Of Suspicion
Suspicions amongst thoughts, are like bats amongst birds, they ever
fly by twilight. Certainly they are to be repressed, or at least well
guarded: for they cloud the mind; they leese friends; and they check
with business, whereby business cannot go on currently and constantly.
They dispose kings to tyranny, husbands to jealousy, wise men to irresolution
and melancholy. They are defects, not in the heart, but in the brain;
for they take place in the stoutest natures; as in the example of Henry
the Seventh of England. There was not a more suspicious man, nor a more
stout. And in such a composition they do small hurt. For commonly they
are not admitted, but with examination, whether they be likely or
no. But in fearful natures they gain ground too fast. There is nothing
makes a man suspect much, more than to know little; and therefore men
should remedy suspicion, by procuring to know more, and not to keep
their suspicions in smother. What would men have? Do they think, those
they employ and deal with, are saints? Do they not think, they will
have their own ends, and be truer to themselves, than to them? Therefore
there is no better way, to moderate suspicions, than to account upon
such suspicions as true, and yet to bridle them as false. For so far
a man ought to make use of suspicions, as to provide, as if that should
be true, that he suspects, yet it may do him no hurt.

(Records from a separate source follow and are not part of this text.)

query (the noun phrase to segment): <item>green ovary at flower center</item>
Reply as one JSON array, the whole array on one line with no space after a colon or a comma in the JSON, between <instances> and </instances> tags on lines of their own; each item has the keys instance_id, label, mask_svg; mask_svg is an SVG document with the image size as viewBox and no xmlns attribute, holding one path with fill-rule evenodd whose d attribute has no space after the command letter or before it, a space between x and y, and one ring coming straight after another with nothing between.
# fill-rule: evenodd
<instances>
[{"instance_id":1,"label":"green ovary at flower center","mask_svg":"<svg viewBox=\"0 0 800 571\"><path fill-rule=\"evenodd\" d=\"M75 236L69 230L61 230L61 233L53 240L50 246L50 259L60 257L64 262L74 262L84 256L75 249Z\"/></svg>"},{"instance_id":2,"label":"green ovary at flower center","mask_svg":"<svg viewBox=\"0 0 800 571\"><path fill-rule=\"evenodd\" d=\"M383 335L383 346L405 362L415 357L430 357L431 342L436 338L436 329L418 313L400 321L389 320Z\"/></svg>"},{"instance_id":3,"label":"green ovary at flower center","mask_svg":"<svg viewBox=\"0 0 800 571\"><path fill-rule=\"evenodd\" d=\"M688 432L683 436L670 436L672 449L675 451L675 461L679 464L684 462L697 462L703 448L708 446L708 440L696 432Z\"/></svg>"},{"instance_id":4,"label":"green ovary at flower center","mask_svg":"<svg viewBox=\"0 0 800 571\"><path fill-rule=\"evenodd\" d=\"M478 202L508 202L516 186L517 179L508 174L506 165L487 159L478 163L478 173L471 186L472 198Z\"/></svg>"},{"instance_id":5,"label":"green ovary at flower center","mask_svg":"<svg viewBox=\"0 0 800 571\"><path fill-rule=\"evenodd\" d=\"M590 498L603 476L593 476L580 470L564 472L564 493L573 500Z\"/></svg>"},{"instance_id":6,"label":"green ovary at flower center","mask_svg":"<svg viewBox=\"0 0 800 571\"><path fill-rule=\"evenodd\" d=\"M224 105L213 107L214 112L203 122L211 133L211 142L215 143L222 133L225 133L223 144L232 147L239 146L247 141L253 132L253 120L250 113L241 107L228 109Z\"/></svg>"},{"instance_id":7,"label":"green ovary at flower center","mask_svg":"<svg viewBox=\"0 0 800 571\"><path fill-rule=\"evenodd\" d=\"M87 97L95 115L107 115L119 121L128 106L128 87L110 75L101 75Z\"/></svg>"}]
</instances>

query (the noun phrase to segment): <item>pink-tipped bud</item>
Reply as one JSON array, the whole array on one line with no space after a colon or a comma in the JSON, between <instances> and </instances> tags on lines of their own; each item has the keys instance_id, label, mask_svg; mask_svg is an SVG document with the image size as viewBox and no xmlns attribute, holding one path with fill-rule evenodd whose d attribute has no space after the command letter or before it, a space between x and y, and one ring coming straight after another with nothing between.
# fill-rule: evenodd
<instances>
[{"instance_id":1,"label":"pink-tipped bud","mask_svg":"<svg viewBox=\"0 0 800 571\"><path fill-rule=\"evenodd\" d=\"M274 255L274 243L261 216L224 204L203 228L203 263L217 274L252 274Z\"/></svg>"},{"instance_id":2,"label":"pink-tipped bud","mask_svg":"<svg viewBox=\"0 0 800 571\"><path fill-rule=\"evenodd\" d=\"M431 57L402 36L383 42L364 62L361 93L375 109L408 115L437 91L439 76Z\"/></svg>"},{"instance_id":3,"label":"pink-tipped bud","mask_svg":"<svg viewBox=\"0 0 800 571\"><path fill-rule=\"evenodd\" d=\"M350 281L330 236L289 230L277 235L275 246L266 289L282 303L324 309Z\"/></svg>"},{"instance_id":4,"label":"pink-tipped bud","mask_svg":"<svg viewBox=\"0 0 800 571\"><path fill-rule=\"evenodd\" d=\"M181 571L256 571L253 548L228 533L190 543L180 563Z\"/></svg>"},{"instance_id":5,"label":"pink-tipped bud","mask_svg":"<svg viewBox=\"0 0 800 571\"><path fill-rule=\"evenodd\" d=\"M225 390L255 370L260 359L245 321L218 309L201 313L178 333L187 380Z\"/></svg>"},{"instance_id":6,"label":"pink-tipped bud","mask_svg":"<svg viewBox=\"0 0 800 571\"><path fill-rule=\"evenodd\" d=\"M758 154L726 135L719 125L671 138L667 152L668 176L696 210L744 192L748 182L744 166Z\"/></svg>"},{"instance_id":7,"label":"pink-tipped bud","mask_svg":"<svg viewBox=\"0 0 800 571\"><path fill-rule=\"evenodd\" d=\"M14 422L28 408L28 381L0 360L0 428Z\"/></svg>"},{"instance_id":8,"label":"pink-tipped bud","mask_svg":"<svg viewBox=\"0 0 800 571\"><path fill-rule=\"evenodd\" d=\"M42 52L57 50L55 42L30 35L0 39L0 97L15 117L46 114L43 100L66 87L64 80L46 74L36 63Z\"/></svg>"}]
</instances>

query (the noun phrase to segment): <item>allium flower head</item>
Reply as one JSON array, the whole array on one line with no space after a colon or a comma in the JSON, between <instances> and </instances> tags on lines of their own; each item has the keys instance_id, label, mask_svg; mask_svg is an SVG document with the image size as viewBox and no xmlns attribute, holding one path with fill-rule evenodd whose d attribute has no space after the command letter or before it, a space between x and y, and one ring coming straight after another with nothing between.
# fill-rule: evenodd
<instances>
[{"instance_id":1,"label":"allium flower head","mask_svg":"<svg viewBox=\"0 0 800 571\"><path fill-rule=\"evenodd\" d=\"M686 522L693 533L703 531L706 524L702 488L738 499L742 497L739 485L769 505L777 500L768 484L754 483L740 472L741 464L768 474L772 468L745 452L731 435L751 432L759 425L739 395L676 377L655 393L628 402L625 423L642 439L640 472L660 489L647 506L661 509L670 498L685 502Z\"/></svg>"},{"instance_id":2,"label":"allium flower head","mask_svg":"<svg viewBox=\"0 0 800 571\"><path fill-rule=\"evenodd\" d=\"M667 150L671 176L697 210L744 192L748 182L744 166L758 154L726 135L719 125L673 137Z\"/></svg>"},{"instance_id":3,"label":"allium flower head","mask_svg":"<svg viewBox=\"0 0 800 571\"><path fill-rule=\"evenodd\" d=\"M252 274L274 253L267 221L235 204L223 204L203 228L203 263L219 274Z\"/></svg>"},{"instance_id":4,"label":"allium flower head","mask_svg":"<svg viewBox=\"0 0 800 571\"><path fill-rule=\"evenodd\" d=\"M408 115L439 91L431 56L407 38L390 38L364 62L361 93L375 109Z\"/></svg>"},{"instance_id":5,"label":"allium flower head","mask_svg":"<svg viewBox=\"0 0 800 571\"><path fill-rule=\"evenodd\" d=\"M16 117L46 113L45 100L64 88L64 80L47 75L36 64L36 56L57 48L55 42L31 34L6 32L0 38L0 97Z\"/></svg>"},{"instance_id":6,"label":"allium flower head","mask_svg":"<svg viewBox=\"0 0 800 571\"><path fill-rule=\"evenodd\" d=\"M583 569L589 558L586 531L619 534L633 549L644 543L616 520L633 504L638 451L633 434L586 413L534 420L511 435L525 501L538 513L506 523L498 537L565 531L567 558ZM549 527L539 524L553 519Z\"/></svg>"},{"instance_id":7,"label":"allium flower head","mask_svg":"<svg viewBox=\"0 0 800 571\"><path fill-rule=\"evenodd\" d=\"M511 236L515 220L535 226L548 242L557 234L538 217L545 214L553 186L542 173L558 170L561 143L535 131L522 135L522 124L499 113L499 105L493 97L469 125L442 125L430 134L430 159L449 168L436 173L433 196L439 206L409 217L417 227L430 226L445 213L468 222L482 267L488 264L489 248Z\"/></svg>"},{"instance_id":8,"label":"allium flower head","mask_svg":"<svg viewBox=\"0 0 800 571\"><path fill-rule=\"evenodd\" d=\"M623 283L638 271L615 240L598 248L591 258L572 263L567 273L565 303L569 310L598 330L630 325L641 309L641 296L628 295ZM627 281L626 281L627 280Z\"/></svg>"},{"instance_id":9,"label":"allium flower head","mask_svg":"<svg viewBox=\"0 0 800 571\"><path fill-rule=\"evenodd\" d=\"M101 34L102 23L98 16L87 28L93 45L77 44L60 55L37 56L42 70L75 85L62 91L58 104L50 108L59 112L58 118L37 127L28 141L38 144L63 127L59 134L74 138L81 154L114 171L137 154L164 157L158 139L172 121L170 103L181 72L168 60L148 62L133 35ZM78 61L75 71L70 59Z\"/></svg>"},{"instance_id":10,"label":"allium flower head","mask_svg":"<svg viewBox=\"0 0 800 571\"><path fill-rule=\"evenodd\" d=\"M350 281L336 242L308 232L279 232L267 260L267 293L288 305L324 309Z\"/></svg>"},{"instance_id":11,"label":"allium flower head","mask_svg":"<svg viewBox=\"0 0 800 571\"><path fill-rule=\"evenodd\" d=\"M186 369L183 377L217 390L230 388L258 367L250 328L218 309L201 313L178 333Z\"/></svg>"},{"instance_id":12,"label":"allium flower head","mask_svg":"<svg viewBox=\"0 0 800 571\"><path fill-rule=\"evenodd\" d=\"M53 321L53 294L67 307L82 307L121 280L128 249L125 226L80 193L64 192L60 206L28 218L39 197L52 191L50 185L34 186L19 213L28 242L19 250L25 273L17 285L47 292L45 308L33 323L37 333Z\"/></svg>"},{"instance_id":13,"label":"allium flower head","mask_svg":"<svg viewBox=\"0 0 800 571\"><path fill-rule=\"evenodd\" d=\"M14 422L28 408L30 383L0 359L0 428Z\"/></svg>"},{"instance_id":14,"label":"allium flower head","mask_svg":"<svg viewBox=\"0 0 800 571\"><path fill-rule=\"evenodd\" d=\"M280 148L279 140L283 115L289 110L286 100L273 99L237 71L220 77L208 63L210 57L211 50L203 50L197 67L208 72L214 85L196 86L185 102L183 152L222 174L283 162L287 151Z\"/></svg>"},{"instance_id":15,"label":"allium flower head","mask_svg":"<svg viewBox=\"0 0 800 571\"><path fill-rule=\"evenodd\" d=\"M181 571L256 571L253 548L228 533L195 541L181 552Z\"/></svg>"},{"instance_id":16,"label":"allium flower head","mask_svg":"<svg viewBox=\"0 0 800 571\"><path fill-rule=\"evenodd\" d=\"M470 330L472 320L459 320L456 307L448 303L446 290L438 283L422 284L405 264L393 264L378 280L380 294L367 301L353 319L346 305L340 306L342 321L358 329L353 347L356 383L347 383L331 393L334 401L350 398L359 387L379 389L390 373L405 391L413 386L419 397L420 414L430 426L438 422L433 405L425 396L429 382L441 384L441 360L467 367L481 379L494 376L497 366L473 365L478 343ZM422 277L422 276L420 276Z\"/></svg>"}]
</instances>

Suspicions that
the mind of itself gathers, are but buzzes; but suspicions that are
artificially nourished, and put into men's heads, by the tales and whisperings
of others, have stings. Certainly, the best mean, to clear the way in
this same wood of suspicions, is frankly to communicate them with
the party, that he suspects; for thereby he shall be sure to know more
of the truth of them, than he did before; and withal shall make that
party more circumspect, not to give further cause of suspicion. But
this would not be done to men of base natures; for they, if they find
themselves once suspected, will never be true. The Italian says, Sospetto
licentia fede; as if suspicion, did give a passport to faith; but it
ought, rather, to kindle it to discharge itself.